Coupled VAE: Improved Accuracy and Robustness of a Variational Autoencoder
This work addresses the need for more reliable probabilistic inferences in generative models, but it is incremental as it builds on existing VAE frameworks with specific modifications.
The paper tackled the problem of improving accuracy and robustness in variational autoencoders by introducing a coupled VAE method that models dependencies and penalizes outliers, resulting in clearer generated images and improved neutral and robust accuracy metrics on the MNIST dataset.

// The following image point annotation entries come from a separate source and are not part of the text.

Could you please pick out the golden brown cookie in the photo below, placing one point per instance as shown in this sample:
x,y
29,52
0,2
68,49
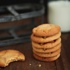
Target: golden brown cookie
x,y
46,30
45,39
47,58
8,56
46,45
51,54
47,50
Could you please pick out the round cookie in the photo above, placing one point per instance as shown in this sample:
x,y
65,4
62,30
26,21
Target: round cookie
x,y
45,39
47,50
46,30
46,45
51,54
46,59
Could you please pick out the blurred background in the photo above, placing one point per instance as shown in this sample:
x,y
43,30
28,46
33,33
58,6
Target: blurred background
x,y
18,18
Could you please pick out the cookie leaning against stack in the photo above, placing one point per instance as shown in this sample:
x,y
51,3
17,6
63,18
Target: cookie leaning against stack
x,y
46,42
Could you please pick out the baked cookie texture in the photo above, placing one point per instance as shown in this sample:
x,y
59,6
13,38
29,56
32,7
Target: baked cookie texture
x,y
46,30
8,56
46,42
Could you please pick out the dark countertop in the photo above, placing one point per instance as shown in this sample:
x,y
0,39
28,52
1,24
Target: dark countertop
x,y
63,63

We present a coupled Variational Auto-Encoder (VAE) method that improves the accuracy and robustness of the probabilistic inferences on represented data. The new method models the dependency between input feature vectors (images) and weighs the outliers with a higher penalty by generalizing the original loss function to the coupled entropy function, using the principles of nonlinear statistical coupling. We evaluate the performance of the coupled VAE model using the MNIST dataset. Compared with the traditional VAE algorithm, the output images generated by the coupled VAE method are clearer and less blurry. The visualization of the input images embedded in 2D latent variable space provides a deeper insight into the structure of new model with coupled loss function: the latent variable has a smaller deviation and a more compact latent space generates the output values. We analyze the histogram of the likelihoods of the input images using the generalized mean, which measures the model's accuracy as a function of the relative risk. The neutral accuracy, which is the geometric mean and is consistent with a measure of the Shannon cross-entropy, is improved. The robust accuracy, measured by the -2/3 generalized mean, is also improved.